Nitekim Yargıtay 2. Hukuk Dairesi 8.6.2017 tarihli E. 2017/3059, K. 2017/7002 sayılı kararında; “Velayeti davaya konu olan ortak çocuk 16.12.1999 doğumlu, diğeri 23.11.2006 doğumlu olup dava tarihi itibariyle idrak çağındadır. Ortak çocuklar kendilerini yakından ilgilendiren velayet konusunda mahkemece dinlenilmemiş, görüşlerine başvurulmamıştır. Çocuk Hakları Sözleşmesinin 12. ve Çocuk Haklarının Kullanılmasına dair Avrupa Sözleşmesinin 3. ve 6. maddeleri, iç hukuk tarafından çocuğun idrak gücüne sahip olduğunun kabul edildiği durumlarda, çocukların adli merci önündeki kendilerini ilgilendiren davalarda kendi görüşlerini ifade etmesine müsaade edilmesini ve yüksek çıkarlarına açıkça ters düşmediği takdirde ifade ettikleri görüşlerine gereken önemin verilmesi gerektiğini öngörmektedir. Bu itibarla; idrak çağındaki çocukların mahkemece görüşlerine başvurulması ve velayetle ilgili tercihlerinin sorularak tüm deliller birlikte değerlendirilip, sosyal inceleme raporu alınarak velayet hakkında sonucu uyarınca karar verilmesi gerekirken, eksik incelemeyle yazılı şekilde hüküm kurulması usul ve yasaya aykırı olup, bozmayı gerektirmiştir.” hükmedilmiştir. Bir diğer önemli kriter ise çocuğun alıştığı çevredir. Yargıtay 2. Hukuk Dairesi 13/01/2015 tarihli kararında E. 2014/27852, K. 2015/249 sayılı kararında “…Baba yanında kalmasının çocuğun bedeni, fikri ve ahlaki gelişimine engel olacağı yönünde bir delil de mevcut olmadığına göre, müşterek çocuğun uzun zamandır davalı babayla yaşadığı ve ortama da alıştığı gözetilerek, velayetinin babaya bırakılması gerekirken, yazılı şekilde hüküm tesisi doğru bulunmamıştır…” hükmedilmiştir. Velayetin belirlenmesinde yaş tek başına bir anlam ifade etmez, somut durumun özellikleri de gözetilmektedir. Örnek olarak verilen Yargıtay kararı ışığında çocuğun üstün yararı gereği velayetinin babada olması gereken durumlarda söz konusu olmaktadır.

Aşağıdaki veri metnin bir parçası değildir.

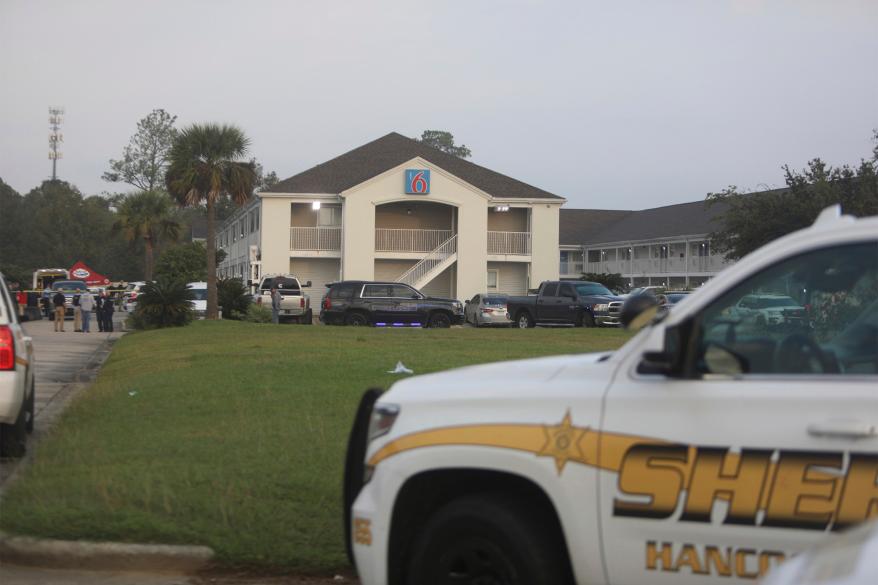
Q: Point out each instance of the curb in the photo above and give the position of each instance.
(103, 556)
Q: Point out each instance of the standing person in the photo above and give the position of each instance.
(99, 310)
(58, 302)
(77, 315)
(106, 315)
(275, 305)
(86, 304)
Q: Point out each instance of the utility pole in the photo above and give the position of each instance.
(56, 116)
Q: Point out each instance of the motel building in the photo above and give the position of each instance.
(397, 210)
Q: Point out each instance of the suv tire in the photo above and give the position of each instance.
(440, 321)
(487, 538)
(356, 320)
(13, 438)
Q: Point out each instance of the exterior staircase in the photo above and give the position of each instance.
(432, 265)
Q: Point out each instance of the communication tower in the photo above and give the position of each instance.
(56, 116)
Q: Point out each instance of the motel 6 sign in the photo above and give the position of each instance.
(417, 181)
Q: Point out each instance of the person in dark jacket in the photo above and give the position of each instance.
(99, 310)
(106, 315)
(58, 301)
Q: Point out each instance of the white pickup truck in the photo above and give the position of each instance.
(16, 378)
(707, 449)
(295, 304)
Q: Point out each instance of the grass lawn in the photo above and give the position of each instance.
(233, 434)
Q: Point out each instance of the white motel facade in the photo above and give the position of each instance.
(397, 210)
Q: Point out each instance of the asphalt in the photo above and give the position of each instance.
(66, 363)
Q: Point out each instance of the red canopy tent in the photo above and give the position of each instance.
(80, 271)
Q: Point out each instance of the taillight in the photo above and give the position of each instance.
(7, 349)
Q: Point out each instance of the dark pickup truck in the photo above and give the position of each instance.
(386, 304)
(571, 302)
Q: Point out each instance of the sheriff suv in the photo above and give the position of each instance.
(16, 378)
(358, 302)
(704, 450)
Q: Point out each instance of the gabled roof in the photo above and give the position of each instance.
(578, 225)
(372, 159)
(597, 226)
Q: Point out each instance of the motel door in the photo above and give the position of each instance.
(722, 475)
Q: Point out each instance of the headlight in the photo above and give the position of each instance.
(383, 417)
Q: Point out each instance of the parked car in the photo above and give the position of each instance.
(390, 304)
(487, 309)
(574, 302)
(295, 304)
(129, 296)
(16, 378)
(701, 452)
(199, 305)
(69, 288)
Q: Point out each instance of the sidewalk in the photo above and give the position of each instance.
(65, 363)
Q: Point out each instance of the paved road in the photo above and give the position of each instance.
(65, 362)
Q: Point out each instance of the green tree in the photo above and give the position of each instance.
(186, 262)
(207, 162)
(748, 221)
(444, 141)
(147, 216)
(615, 282)
(145, 159)
(164, 303)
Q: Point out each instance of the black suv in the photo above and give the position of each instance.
(386, 304)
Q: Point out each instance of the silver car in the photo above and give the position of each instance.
(487, 309)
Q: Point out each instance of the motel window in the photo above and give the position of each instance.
(493, 280)
(329, 217)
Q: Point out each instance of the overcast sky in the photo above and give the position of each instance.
(610, 104)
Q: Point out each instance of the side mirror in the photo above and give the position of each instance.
(639, 310)
(657, 362)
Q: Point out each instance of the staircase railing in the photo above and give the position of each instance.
(429, 262)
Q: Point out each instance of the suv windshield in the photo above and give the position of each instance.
(777, 302)
(592, 288)
(76, 285)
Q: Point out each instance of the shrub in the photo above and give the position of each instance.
(256, 313)
(164, 303)
(233, 296)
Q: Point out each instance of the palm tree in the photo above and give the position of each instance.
(207, 163)
(147, 216)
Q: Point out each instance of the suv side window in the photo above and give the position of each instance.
(815, 313)
(401, 291)
(567, 291)
(376, 291)
(342, 291)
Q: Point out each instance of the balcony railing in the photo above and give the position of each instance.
(646, 266)
(407, 240)
(316, 239)
(571, 269)
(509, 243)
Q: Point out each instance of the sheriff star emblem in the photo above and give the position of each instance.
(562, 442)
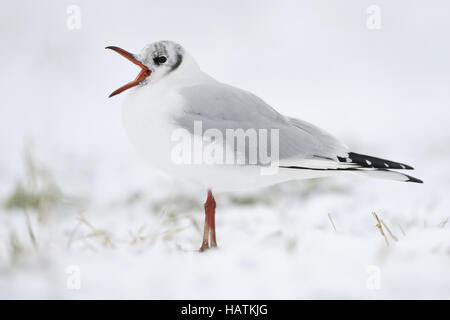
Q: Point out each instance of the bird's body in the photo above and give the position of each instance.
(176, 103)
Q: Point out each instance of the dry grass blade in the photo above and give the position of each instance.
(380, 227)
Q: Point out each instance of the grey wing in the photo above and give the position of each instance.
(222, 107)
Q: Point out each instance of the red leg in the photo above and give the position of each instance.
(212, 230)
(209, 232)
(205, 242)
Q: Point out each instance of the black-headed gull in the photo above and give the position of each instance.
(225, 138)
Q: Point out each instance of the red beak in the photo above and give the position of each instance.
(145, 72)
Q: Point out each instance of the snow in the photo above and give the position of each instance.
(133, 232)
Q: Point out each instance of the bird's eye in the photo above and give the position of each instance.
(160, 59)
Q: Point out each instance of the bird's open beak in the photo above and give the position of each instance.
(145, 72)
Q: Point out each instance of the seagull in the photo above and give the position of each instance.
(188, 124)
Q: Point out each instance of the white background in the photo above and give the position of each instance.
(384, 92)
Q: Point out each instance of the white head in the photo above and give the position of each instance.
(157, 60)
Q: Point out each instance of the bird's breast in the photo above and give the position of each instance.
(146, 116)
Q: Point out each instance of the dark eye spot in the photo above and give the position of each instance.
(159, 60)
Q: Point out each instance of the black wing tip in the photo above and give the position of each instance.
(412, 179)
(366, 161)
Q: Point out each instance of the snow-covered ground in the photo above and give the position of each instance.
(99, 222)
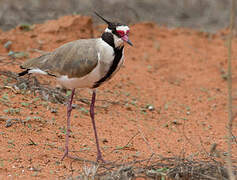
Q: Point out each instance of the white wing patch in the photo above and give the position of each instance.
(37, 71)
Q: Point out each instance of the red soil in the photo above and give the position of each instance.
(180, 72)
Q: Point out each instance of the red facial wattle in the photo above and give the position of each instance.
(124, 36)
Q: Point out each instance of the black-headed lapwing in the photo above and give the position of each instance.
(84, 63)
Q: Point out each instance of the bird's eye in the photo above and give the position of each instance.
(121, 33)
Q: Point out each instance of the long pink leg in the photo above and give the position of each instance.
(69, 110)
(99, 154)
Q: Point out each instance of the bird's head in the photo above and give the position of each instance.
(120, 32)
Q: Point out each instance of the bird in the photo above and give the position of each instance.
(83, 63)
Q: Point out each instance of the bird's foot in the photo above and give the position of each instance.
(100, 158)
(65, 154)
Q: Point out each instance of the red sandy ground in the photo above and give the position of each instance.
(180, 72)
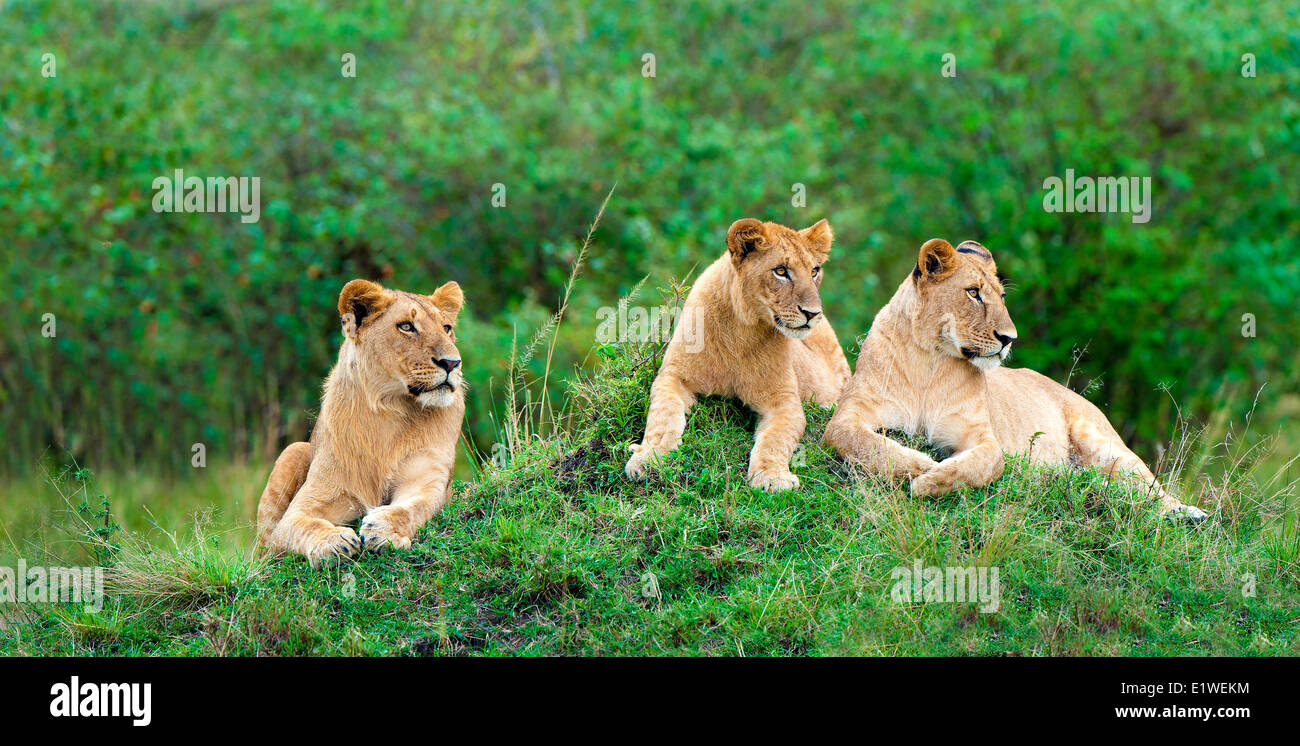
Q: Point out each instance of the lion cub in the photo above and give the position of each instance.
(752, 328)
(931, 365)
(385, 442)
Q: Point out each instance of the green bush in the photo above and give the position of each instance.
(174, 329)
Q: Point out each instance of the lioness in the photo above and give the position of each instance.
(931, 365)
(752, 328)
(385, 441)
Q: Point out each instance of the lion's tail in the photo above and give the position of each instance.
(286, 478)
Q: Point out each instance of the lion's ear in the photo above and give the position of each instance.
(449, 298)
(819, 237)
(359, 300)
(745, 237)
(937, 259)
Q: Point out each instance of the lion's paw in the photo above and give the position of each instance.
(931, 485)
(638, 463)
(1184, 514)
(774, 480)
(333, 546)
(378, 533)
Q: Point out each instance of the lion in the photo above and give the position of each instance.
(752, 328)
(931, 365)
(385, 442)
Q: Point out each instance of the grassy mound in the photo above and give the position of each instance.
(555, 553)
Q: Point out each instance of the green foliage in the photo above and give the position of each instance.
(174, 329)
(557, 554)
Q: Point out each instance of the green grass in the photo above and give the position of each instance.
(557, 554)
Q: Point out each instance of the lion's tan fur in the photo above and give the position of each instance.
(746, 332)
(931, 365)
(385, 442)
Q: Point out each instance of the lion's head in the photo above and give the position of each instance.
(779, 270)
(406, 342)
(962, 306)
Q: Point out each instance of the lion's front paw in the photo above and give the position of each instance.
(638, 463)
(332, 546)
(1184, 514)
(378, 532)
(915, 467)
(932, 484)
(774, 480)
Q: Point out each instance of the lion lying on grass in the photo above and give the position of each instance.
(752, 328)
(385, 442)
(931, 365)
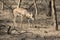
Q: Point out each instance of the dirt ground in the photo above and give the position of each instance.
(41, 33)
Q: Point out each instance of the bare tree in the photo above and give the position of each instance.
(35, 8)
(54, 14)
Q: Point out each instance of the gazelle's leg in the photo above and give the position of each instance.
(14, 21)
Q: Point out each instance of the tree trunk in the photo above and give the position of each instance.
(3, 5)
(19, 4)
(54, 15)
(35, 8)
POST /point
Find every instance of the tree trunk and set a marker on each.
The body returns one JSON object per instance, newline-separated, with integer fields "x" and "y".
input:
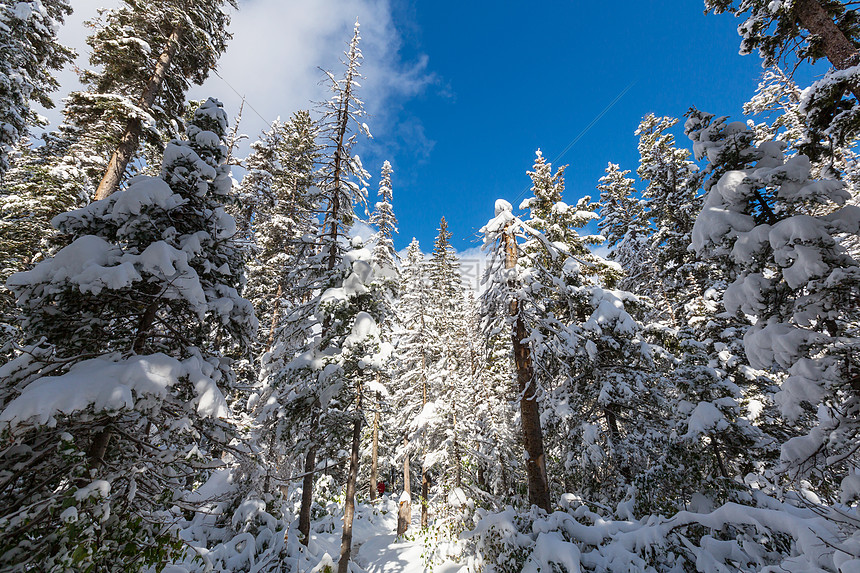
{"x": 404, "y": 513}
{"x": 307, "y": 496}
{"x": 529, "y": 408}
{"x": 425, "y": 493}
{"x": 349, "y": 504}
{"x": 98, "y": 447}
{"x": 458, "y": 470}
{"x": 130, "y": 140}
{"x": 275, "y": 308}
{"x": 838, "y": 48}
{"x": 374, "y": 451}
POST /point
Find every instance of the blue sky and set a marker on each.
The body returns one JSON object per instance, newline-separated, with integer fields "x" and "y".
{"x": 461, "y": 94}
{"x": 517, "y": 76}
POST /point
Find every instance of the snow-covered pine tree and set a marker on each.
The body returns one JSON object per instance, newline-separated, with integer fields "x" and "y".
{"x": 416, "y": 346}
{"x": 147, "y": 55}
{"x": 37, "y": 188}
{"x": 443, "y": 460}
{"x": 29, "y": 54}
{"x": 672, "y": 202}
{"x": 778, "y": 235}
{"x": 279, "y": 204}
{"x": 786, "y": 33}
{"x": 582, "y": 355}
{"x": 120, "y": 391}
{"x": 778, "y": 101}
{"x": 624, "y": 225}
{"x": 314, "y": 375}
{"x": 489, "y": 425}
{"x": 385, "y": 260}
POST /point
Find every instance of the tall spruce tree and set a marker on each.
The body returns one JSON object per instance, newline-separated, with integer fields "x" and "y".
{"x": 29, "y": 54}
{"x": 147, "y": 55}
{"x": 778, "y": 234}
{"x": 786, "y": 33}
{"x": 122, "y": 388}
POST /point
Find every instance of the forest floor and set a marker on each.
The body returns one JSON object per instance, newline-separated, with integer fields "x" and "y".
{"x": 376, "y": 548}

Örneğin anne bulaşıcı ve tehlike bir hastalıkla mücadele ediyor olabilir yahut çocuğa doğumundan itibaren yeterli ilgiyi göstermemiş ve çocukla hep baba ilgilenmiş olabilir. Bu hallerde velayetin babaya bırakılması daha uygun olacaktır. Bunların yanında birden çok ortak çocuk olması durumunda hakim, kardeşlerin birbirinden ayrılmamasına özen göstermektedir. Nitekim kardeşler, boşanmanın çocuklarda yarattığı değişimin üstesinden birbirlerine destek olarak gelebilirler. Yargıtay 2. Hukuk Dairesi’nin 30.06.2014 tarihli E. 2014/4755, K. 2014/14882 sayılı kararında “ …Velayet kamu düzenine ilişkindir. Velayetin düzenlenmesinde, çocukların üstün yararı, ana ve babanın isteklerinden önce gelir. Müşterek çocuk Cenker 28.2.2013 tarihli duruşmada annesiyle kalmak istediğini beyan etmiştir. O halde, müşterek çocuğun isteği ve kardeşlik duygularının gelişmesi için kardeşlerin birbirlerinden ayrılmaması kıstası da dikkate alındığında, ortak çocuklardan Cenker’in velayetinin de davacı-karşı davalı anneye verilmesi gerekirken, yazılı olduğu şekilde babaya verilmesi doğru olmamıştır…” denmektedir.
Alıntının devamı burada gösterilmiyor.